Today, though, Tonya doesn't know whether Kirby was at all genuine in giving what little he did of himself to her good works. She pauses for a long time before venturing, "I guess, well, only Kirby has the answer to that. Only he can say if his heart was really in it."
However, Nygren, the other woman, says that Puckett often spoke resentfully about having to visit children in order to bulwark his image. "He always said how much he hated going to the hospitals," Nygren says. "He became more [vocal] about how much he hated it after he retired, but he always said he hated it."
One day, enjoying his retirement, Puckett was with Nygren when he said he had to leave and go visit a sick child who was waiting to meet him.

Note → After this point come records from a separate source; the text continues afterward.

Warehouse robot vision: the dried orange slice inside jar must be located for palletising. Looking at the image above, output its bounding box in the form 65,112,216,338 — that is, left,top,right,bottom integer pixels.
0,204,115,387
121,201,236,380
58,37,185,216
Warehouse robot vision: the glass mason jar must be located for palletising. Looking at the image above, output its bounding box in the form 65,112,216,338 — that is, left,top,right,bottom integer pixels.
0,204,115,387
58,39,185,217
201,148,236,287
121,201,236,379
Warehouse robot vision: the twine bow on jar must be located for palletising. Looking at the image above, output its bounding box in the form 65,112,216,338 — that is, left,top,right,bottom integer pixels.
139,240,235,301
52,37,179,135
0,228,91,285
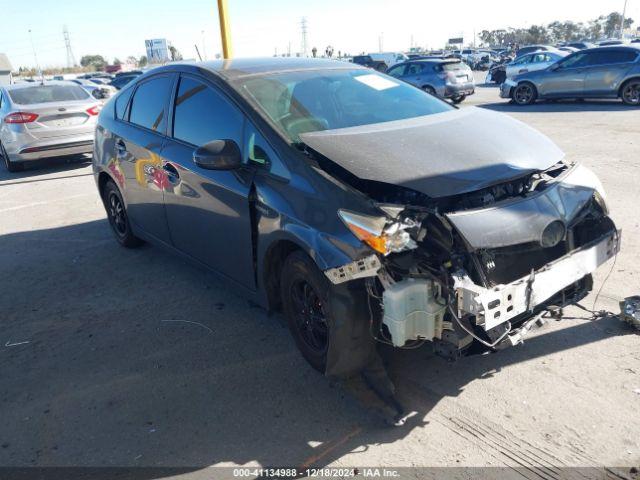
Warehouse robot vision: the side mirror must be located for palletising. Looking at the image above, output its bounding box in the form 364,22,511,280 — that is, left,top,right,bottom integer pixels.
193,140,242,170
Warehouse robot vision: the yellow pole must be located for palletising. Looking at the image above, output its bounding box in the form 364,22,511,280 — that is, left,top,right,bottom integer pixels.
218,0,233,58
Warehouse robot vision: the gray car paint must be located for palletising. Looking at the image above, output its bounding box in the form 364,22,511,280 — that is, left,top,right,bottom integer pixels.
300,107,564,198
447,166,604,249
500,46,640,98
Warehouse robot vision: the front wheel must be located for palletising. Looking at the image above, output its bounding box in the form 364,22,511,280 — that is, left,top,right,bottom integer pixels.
620,79,640,107
102,180,143,248
280,252,331,373
511,82,538,105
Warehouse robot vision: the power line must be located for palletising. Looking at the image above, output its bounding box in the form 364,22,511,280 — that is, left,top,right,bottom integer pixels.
62,25,76,68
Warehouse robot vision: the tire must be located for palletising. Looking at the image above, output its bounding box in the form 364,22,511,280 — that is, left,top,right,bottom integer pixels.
422,85,437,97
620,78,640,107
280,251,332,374
511,82,538,105
0,143,24,173
102,180,144,248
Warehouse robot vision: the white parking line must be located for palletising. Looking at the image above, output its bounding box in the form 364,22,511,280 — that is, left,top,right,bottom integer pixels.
0,193,96,213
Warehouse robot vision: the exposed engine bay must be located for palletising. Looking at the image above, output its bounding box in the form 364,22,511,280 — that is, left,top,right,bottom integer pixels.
319,157,620,359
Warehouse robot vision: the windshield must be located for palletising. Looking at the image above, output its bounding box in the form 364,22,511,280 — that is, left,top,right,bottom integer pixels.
237,70,453,143
9,85,89,105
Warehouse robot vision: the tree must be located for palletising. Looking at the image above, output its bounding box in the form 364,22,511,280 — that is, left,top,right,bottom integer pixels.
80,55,107,70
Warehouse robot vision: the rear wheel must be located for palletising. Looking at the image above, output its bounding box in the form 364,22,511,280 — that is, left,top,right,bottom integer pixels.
511,82,538,105
620,79,640,107
281,251,331,373
0,143,24,173
102,180,144,248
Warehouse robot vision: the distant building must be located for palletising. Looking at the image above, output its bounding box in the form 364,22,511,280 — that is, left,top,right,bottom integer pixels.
0,53,13,85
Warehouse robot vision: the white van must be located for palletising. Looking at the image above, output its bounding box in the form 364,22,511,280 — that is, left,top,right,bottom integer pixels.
368,52,409,68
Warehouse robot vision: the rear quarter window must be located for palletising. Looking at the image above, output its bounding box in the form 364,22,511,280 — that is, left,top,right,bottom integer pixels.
129,76,173,134
115,88,133,120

Nygren said, "That's great, you get to make that kid's day. That must make you feel good."
She says Puckett snapped back, "I don't give a s—-. It's just another kid who's sick."
Even though Nygren knew him so well by then, the virulent mean-spiritedness stunned her. She wanted to think the best of him, to think that his inability to play anymore must have made him bitter. But when she asked him if he missed the ballpark, he snapped at her again: "F—- no! That part of my life is over. I don't care."
Indeed, it was remarkable how well he appeared—at least on the surface—to accept his fate. After all, one day, March 27, 1996, he was the same as always. Why, he'd even hit .360 in spring training. But then on March 28 there wasn't enough blood flowing to the retina in his right eye, and, even though his left was still 20/20, there was a big black dot in the middle of his vision.
Five surgeries followed over the next few months, all to no avail. Puckett had to retire, but he was as plucky, even valiant, as ever he had been on the diamond. "It may be a cloudy day in my right eye," he declared in the clubhouse, "but there's sunshine in my left." Indeed, it was Tonya, at his side as he announced his retirement, who broke down and wept, so Kirby reached over and gently rubbed her back and, more tenderly, wiped a tear from her cheek. That was the last public vision of the heroic player, Minnesota's own Kirby Puckett.
Yet not long thereafter, denied a chance to play his game, he began to behave erratically. "He became much more thrill-seeking," Nygren says. "And more abusive." He would ask her to have sex with him in public places—especially in crowded parking lots—and in his office at the Twins' headquarters, which were located on what was now called Kirby Puckett Place.
Besides sentimentality, the Twins had a pragmatic reason for keeping Puckett on the payroll. The team's owner, Carl Pohlad, was seeking funding for a new stadium. Unpopular himself, Pohlad paid Puckett a reported $500,000 a year to essentially be a lobbyist and goodwill ambassador. Says John Marty, a state senator from Roseville, "Kirby came to the Capitol, and the media were using him, and people were saying, 'Do this for Kirby's sake.' He was as popular as Santa Claus."